KSAT Crime Specialist Eddie Gonzales was impressed with the stats touted in the chief's E-Blast. The retired SAPD detective said it shows the importance of citizens partnering with the police department.

"This is where most of the information comes from, the public with their eyes and ears. This is where we're looking to get information," Gonzales said. "We've always been a step behind the bad guys so when you involve the citizens it's a really positive thing when you get their eyes and ears out there and you really get them involved in it."

Gonzales said neighborhood crime watch programs are a good start.
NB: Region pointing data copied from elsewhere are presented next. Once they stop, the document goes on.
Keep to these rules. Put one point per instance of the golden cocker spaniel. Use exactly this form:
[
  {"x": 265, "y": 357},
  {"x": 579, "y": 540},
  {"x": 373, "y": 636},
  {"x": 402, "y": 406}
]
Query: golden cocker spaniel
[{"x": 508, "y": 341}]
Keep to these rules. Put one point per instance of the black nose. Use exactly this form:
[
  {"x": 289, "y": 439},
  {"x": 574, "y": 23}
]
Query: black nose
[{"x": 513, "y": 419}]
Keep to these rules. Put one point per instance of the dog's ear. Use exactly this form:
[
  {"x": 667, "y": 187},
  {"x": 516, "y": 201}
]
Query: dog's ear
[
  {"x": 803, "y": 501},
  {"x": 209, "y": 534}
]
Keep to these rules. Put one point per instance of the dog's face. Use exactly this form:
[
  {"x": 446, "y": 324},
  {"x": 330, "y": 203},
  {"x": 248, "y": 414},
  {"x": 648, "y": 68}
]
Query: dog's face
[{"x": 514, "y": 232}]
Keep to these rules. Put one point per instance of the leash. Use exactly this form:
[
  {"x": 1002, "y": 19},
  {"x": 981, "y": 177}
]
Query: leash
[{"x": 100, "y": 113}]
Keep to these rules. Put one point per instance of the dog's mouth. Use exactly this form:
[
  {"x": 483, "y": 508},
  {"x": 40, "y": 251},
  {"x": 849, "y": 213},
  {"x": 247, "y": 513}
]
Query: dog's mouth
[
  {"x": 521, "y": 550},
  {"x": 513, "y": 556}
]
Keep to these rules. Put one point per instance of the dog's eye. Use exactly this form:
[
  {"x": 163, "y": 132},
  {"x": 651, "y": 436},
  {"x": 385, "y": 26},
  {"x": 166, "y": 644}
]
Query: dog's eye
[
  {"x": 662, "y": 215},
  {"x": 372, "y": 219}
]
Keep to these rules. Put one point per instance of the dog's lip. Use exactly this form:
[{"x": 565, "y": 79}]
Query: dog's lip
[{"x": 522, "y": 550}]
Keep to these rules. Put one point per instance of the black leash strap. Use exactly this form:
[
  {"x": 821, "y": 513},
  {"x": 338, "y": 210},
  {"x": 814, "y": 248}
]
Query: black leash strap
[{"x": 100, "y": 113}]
He also recommends citizens get involved with their HOAs so they know what's going on in their community.

But the most important thing citizens can do is report a crime when it happens.

"I know a lot of people are worried about their safety and getting their family involved. Sometimes they don't even have to do that," Gonzales said. "They can help police get pointed in the right direction of where to look for where the problem is."

While the police department is making progress on violent crimes they admit we still have a big problem with property crimes like theft which make up 70 percent of all property crimes.

To combat that officers recommend parking in well lit areas, locking your car at all times and keeping valuables out of sight or in your trunk. Finally, make sure you record serial numbers for valuable items so you can reclaim them if they are recovered.